William Olson and his son exchanged smiles. The banker’s was slightly cynical.

“Tall stories, eh, Pop?” Tom sniggered.

“No—it’s serious. He carried out an experiment in front of me that…but it will be a pity if that madman benefits from the affair...”

“Sure! But you’ll let me go up there, won’t you, Pop? It’ll set me up.”

“That depends on what Goats says. I have every confidence in him. If there’s no danger, you can go; otherwise, we’ll send some poor hero. Remember that you’re all I have, my boy. Come on—give me a hug!”

“You, know, Pop, I was going…I came to ask you for a few sous. I got cleaned out last night in Monte Carlo—a run of bad luck. Five hundred louis should suffice,”

William Olson suppressed a slight grimace, which concluded with a smile in which pride and affection were mingled. “You’re a naughty boy, Tom,” was all that he murmured.

 

III

 

At three o’clock that afternoon, Daniel Vorels returned to the bank. Orders had been given.
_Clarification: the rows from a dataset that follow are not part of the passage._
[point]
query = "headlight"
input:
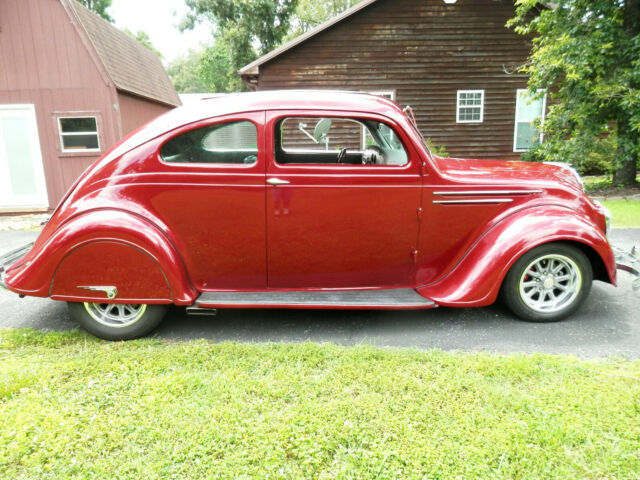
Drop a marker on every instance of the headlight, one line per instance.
(607, 215)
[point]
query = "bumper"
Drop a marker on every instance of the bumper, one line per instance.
(7, 260)
(629, 262)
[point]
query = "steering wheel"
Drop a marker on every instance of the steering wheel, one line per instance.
(341, 155)
(373, 155)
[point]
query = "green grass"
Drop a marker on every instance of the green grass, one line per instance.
(75, 407)
(602, 182)
(624, 213)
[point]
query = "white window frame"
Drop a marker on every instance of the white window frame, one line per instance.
(515, 123)
(458, 106)
(62, 134)
(388, 94)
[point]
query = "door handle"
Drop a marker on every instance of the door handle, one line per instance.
(277, 181)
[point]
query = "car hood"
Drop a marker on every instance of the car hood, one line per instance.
(500, 171)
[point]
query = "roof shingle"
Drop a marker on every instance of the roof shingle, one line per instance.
(132, 67)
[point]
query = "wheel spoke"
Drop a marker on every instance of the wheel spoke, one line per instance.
(559, 274)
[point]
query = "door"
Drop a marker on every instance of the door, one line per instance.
(210, 192)
(343, 194)
(22, 183)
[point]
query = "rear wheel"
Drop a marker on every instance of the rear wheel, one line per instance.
(113, 321)
(548, 283)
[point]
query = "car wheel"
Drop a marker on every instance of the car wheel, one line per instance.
(113, 321)
(548, 283)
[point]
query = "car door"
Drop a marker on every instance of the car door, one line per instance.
(212, 199)
(338, 225)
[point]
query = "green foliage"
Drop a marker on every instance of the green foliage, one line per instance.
(437, 150)
(624, 213)
(76, 407)
(587, 54)
(143, 39)
(98, 6)
(311, 13)
(184, 72)
(242, 31)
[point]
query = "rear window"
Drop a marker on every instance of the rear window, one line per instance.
(223, 143)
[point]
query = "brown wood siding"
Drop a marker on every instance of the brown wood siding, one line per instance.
(424, 51)
(136, 111)
(47, 62)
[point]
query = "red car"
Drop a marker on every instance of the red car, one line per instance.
(308, 199)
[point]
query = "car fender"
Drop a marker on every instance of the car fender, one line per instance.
(476, 279)
(102, 246)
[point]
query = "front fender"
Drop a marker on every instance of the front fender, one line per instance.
(476, 279)
(100, 246)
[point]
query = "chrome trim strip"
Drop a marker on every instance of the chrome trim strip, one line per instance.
(110, 290)
(478, 200)
(487, 192)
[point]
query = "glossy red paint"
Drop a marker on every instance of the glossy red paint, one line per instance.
(449, 228)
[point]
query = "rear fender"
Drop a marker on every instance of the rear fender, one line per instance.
(105, 248)
(477, 278)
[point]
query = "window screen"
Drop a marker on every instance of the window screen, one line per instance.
(528, 110)
(470, 106)
(79, 134)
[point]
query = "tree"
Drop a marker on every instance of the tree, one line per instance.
(587, 54)
(243, 30)
(184, 72)
(98, 6)
(143, 39)
(311, 13)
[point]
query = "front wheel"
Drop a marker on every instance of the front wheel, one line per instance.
(548, 283)
(112, 321)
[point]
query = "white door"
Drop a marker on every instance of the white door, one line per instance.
(22, 183)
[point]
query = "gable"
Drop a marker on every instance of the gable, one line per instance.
(132, 67)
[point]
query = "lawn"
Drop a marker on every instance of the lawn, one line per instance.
(624, 213)
(76, 407)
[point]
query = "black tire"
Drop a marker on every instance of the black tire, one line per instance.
(526, 283)
(138, 325)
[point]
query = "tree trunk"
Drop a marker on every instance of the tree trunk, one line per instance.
(628, 139)
(626, 155)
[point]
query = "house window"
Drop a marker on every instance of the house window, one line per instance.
(528, 110)
(79, 134)
(470, 106)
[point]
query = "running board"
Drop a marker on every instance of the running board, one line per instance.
(390, 299)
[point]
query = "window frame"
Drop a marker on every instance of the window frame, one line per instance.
(62, 134)
(323, 168)
(515, 122)
(481, 106)
(389, 95)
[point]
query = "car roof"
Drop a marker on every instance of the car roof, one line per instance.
(284, 100)
(351, 101)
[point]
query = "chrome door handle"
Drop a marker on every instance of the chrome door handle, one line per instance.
(277, 181)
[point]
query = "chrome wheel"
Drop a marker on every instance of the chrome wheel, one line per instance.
(550, 283)
(115, 315)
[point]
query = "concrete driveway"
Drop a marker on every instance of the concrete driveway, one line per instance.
(607, 325)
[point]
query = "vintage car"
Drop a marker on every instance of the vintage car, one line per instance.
(309, 199)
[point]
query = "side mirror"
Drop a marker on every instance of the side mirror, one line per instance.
(322, 128)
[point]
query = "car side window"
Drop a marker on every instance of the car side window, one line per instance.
(223, 143)
(337, 141)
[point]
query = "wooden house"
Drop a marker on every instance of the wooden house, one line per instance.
(71, 86)
(454, 62)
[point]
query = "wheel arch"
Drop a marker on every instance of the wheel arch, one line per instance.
(477, 278)
(89, 232)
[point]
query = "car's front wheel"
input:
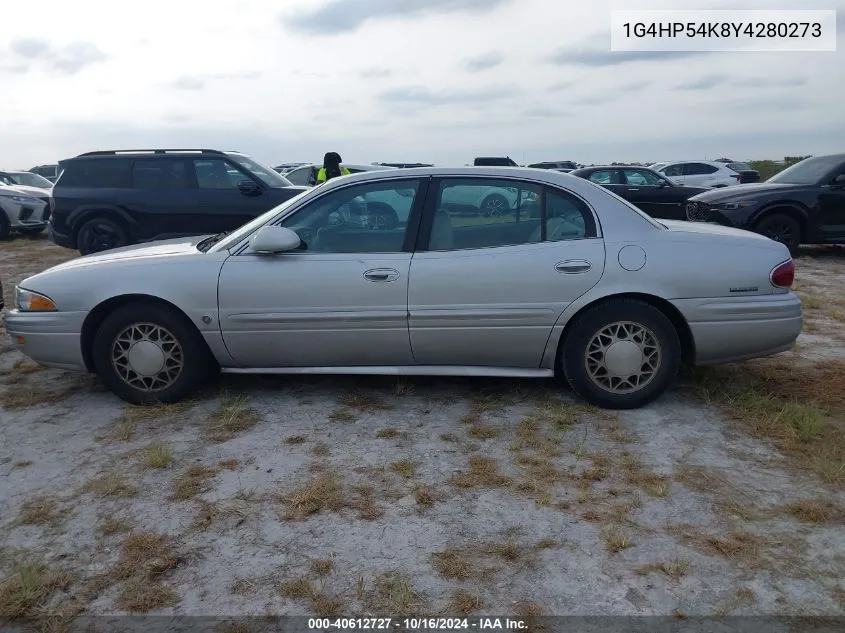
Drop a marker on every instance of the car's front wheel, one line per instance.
(621, 354)
(147, 353)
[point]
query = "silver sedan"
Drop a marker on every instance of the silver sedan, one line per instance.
(570, 280)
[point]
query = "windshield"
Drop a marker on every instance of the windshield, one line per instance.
(32, 180)
(253, 225)
(809, 171)
(269, 177)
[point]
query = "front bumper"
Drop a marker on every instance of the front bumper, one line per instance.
(52, 339)
(731, 329)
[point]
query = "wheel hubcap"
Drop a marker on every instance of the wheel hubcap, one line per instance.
(623, 357)
(147, 357)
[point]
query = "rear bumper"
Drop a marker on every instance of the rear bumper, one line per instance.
(733, 329)
(60, 239)
(52, 339)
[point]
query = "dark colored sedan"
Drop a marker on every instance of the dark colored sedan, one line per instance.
(644, 188)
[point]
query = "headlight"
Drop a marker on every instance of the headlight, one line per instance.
(742, 204)
(16, 198)
(27, 301)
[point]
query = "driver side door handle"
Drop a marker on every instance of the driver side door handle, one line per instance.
(381, 274)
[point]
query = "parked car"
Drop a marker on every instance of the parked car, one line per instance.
(305, 175)
(110, 199)
(708, 174)
(592, 290)
(803, 204)
(25, 179)
(558, 165)
(648, 190)
(50, 172)
(494, 161)
(21, 211)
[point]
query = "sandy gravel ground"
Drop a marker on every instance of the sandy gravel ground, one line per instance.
(346, 496)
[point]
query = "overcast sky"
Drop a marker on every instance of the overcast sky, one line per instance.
(435, 81)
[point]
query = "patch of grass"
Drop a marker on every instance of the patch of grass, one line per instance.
(41, 511)
(321, 450)
(342, 415)
(368, 403)
(322, 566)
(639, 475)
(484, 431)
(817, 511)
(193, 482)
(404, 467)
(323, 493)
(232, 418)
(674, 569)
(464, 603)
(393, 593)
(424, 496)
(140, 596)
(28, 589)
(158, 456)
(615, 540)
(297, 588)
(483, 473)
(799, 407)
(110, 485)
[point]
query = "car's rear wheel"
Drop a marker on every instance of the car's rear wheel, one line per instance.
(100, 234)
(780, 228)
(147, 353)
(621, 354)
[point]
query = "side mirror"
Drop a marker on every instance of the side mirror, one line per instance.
(249, 188)
(269, 240)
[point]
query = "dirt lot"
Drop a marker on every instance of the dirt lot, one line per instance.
(374, 496)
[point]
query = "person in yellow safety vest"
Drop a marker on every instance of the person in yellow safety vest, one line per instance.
(331, 168)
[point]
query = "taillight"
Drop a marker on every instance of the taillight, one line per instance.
(783, 275)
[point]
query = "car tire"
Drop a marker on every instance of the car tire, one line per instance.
(780, 228)
(634, 324)
(100, 234)
(5, 226)
(494, 205)
(170, 359)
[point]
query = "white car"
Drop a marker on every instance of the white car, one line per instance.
(699, 173)
(22, 211)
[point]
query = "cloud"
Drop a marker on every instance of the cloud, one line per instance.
(705, 82)
(375, 73)
(774, 82)
(67, 60)
(346, 16)
(484, 62)
(424, 96)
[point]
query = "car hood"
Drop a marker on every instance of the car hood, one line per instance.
(703, 228)
(138, 252)
(33, 192)
(744, 192)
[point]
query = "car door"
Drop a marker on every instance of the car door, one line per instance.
(487, 291)
(653, 194)
(221, 205)
(340, 300)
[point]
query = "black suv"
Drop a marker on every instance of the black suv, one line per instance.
(803, 204)
(108, 199)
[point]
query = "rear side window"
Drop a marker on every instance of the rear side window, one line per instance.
(169, 173)
(97, 173)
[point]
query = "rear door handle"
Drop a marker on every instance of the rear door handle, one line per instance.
(573, 266)
(381, 274)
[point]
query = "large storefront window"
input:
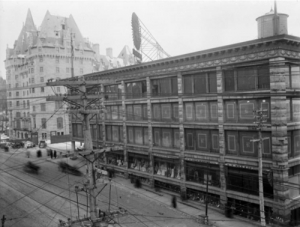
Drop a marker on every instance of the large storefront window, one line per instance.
(202, 140)
(164, 86)
(167, 167)
(200, 83)
(202, 172)
(199, 196)
(115, 158)
(247, 78)
(165, 112)
(246, 181)
(201, 111)
(77, 130)
(139, 162)
(166, 186)
(136, 89)
(137, 112)
(166, 137)
(239, 143)
(243, 110)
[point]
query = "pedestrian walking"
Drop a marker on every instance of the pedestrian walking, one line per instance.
(174, 201)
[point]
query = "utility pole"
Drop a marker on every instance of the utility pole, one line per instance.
(85, 93)
(3, 220)
(261, 119)
(72, 55)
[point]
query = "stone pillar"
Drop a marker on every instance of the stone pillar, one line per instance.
(150, 134)
(181, 135)
(123, 98)
(222, 152)
(278, 72)
(73, 148)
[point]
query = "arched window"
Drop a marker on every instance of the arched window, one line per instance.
(60, 124)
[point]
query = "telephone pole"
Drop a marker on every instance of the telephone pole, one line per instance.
(82, 101)
(261, 119)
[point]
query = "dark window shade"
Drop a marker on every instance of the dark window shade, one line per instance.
(246, 79)
(200, 84)
(212, 76)
(229, 80)
(188, 84)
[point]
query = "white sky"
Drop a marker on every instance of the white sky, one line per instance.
(179, 26)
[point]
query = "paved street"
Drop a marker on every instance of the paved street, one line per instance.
(41, 200)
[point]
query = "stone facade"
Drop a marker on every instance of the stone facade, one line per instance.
(276, 55)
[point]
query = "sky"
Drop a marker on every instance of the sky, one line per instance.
(180, 27)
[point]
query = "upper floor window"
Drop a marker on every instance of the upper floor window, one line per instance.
(200, 83)
(60, 122)
(293, 77)
(136, 112)
(201, 111)
(247, 78)
(43, 106)
(164, 87)
(136, 89)
(44, 123)
(202, 140)
(165, 112)
(293, 110)
(243, 110)
(113, 92)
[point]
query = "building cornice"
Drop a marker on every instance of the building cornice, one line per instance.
(231, 54)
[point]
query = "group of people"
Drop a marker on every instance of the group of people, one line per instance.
(52, 154)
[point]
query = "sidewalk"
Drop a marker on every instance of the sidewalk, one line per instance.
(216, 218)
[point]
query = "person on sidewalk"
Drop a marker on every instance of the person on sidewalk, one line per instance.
(174, 202)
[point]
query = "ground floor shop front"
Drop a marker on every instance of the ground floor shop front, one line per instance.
(200, 182)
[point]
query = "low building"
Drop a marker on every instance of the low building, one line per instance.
(185, 121)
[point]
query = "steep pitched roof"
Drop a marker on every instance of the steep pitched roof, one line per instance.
(28, 28)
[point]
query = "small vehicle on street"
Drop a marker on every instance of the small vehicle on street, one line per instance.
(80, 147)
(17, 145)
(66, 168)
(31, 168)
(42, 144)
(28, 144)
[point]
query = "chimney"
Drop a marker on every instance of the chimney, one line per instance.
(109, 52)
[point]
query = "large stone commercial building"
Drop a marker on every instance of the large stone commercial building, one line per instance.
(180, 122)
(42, 54)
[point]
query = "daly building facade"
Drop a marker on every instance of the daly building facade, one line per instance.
(185, 121)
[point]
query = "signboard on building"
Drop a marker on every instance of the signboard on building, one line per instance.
(60, 138)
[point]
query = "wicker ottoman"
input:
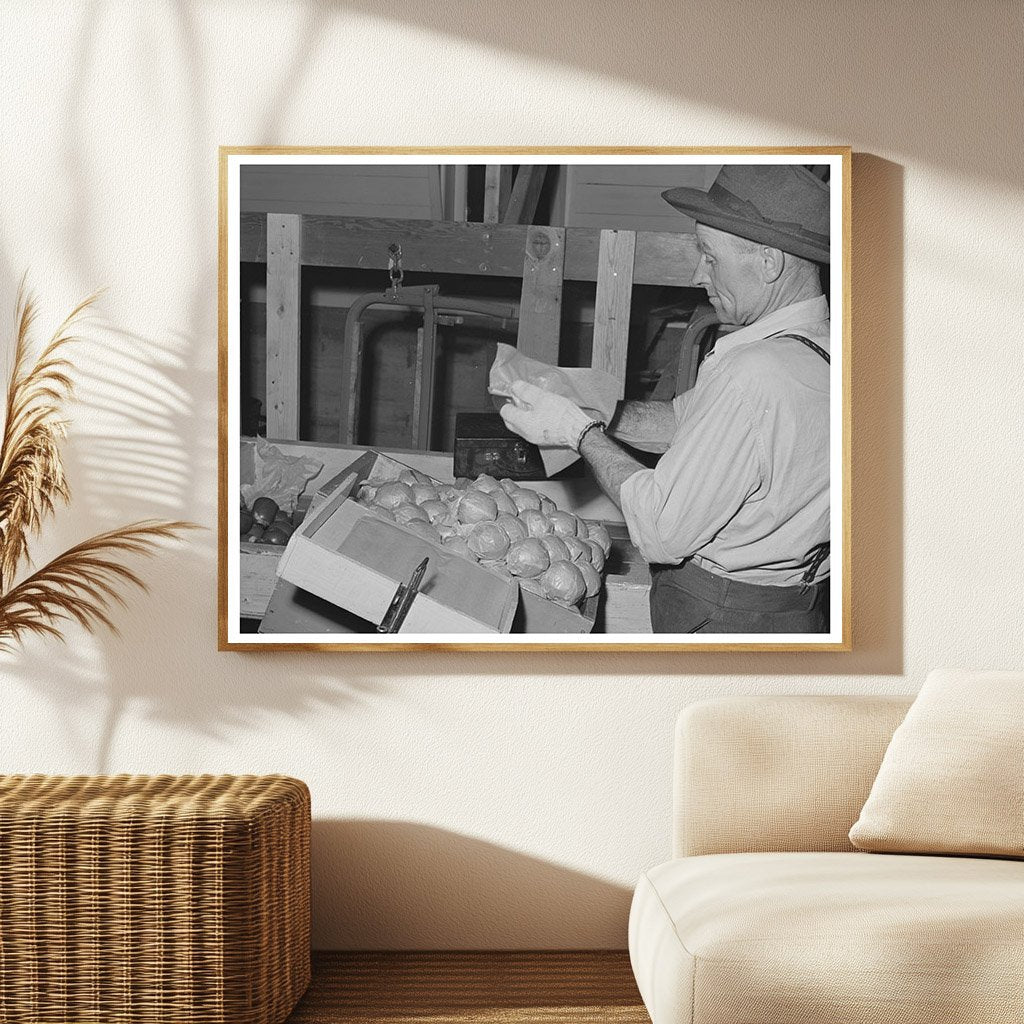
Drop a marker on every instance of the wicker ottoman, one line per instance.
(142, 899)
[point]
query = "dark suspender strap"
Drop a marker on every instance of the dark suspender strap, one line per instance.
(819, 552)
(813, 346)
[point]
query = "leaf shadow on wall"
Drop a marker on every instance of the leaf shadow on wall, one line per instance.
(140, 451)
(932, 82)
(145, 442)
(401, 885)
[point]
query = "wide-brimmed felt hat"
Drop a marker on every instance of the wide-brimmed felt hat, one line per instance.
(779, 205)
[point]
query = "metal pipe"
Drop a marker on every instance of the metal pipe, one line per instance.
(419, 297)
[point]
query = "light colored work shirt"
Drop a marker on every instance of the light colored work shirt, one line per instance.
(743, 485)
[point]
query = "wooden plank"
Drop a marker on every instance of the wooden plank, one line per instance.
(487, 250)
(541, 304)
(284, 271)
(434, 194)
(257, 578)
(611, 308)
(460, 175)
(497, 188)
(525, 193)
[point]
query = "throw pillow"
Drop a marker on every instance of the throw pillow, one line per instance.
(951, 780)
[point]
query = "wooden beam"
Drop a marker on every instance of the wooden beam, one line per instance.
(284, 271)
(611, 308)
(525, 193)
(497, 189)
(492, 194)
(487, 250)
(541, 304)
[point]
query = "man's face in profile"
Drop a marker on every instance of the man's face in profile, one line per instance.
(731, 270)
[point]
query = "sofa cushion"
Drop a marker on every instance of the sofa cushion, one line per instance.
(950, 780)
(834, 938)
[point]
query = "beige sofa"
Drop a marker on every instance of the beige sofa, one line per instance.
(768, 914)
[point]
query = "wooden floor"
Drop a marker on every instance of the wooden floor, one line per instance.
(471, 988)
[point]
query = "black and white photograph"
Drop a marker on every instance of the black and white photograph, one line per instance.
(567, 398)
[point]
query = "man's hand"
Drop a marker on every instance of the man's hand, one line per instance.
(544, 418)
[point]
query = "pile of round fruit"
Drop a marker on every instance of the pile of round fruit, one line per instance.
(513, 529)
(265, 522)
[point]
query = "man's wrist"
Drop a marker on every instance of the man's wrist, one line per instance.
(591, 425)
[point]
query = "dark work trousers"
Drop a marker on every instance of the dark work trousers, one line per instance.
(688, 599)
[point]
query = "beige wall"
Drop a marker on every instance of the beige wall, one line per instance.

He had no obstacles to overcome this time in order to get to William Olson.

“Do you have the papers?” the banker asked, as soon as the clerk had closed the door behind Vorels.

“Yes—all of them. The spectral analyses of the lunar region where the radium is; analyses made at different times, always identical; the experiments carried out with the aid of siderite...”

“Siderite?”

“Yes—the product attracted by light. These experiments prove that siderite is sensitive to the action of any light source. That produced by the Moon will suffice, if it’s utilized according to my indications. Here, finally, are the plans and schematics for the apparatus that will permit the Moon to be reached in three days. I’ve determine the exact mass of the machine, including the crew and equipment, the coefficients of resistance of the metal, and the mechanism permitting the external screens to be maneuvered. And here are the blueprints of my sidereal compass, permitting navigation in space without any calculation, taking account of the simultaneous motion of the Earth and the Moon. I’ve also brought the plans and description of my protective suit. You shall see.”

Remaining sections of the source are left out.